Amid these circumstances, the Kao Group worked hard to address the changes in people’s lifestyles, consumption and the structure of sales channels, as well as hikes in raw material prices around the world and other issues. Net sales increased 9.3% compared with the previous fiscal year to 1,551.1 billion yen. On a like-for-like basis, net sales increased 3.7%. Operating income was 110.1 billion yen, a decrease of 33.4 billion yen compared with the previous fiscal year, due to the substantial impact of hikes in raw material prices, and the operating margin was 7.1%. Income before income taxes was 115.8 billion yen, a decrease of 34.2 billion yen, and net income was 87.7 billion yen, a decrease of 23.7 billion yen.
 
In the Consumer Products Business, sales increased 4.3% compared with the previous fiscal year to 1,193.3 billion yen. On a like-for-like basis, sales decreased 0.2%. The market environment was extremely severe during fiscal 2022, with lockdowns and a cooling market in China, logistics disruptions in the United States, and a global shift in markets to low-priced products related to inflation, among other factors.
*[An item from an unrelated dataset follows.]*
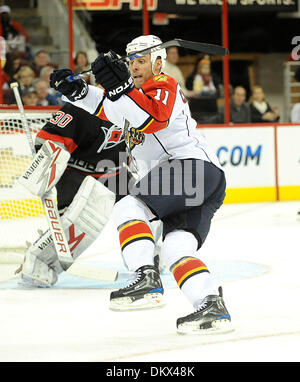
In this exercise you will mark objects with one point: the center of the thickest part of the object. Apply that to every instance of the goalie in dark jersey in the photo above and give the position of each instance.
(89, 157)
However, the Kao Group proactively implemented initiatives including concentrating investment in core brands, promoting digital transformation and conducting strategic price increases. As a result, sales in Japan increased 0.9% to 775.0 billion yen. In Asia, sales increased 9.9% to 236.0 billion yen. On a like-for-like basis, sales decreased 3.6%. In the Americas, sales increased 17.4% to 112.9 billion yen. On a like-for-like basis, sales decreased 1.2%. In Europe, sales increased 7.4% to 69.4 billion yen. On a like-for-like basis, sales increased 0.5%. Operating income was 79.3 billion yen, a substantial decrease of 33.2 billion yen compared with the previous fiscal year, due to the impact of hikes in raw material prices and rising logistics costs, among other factors.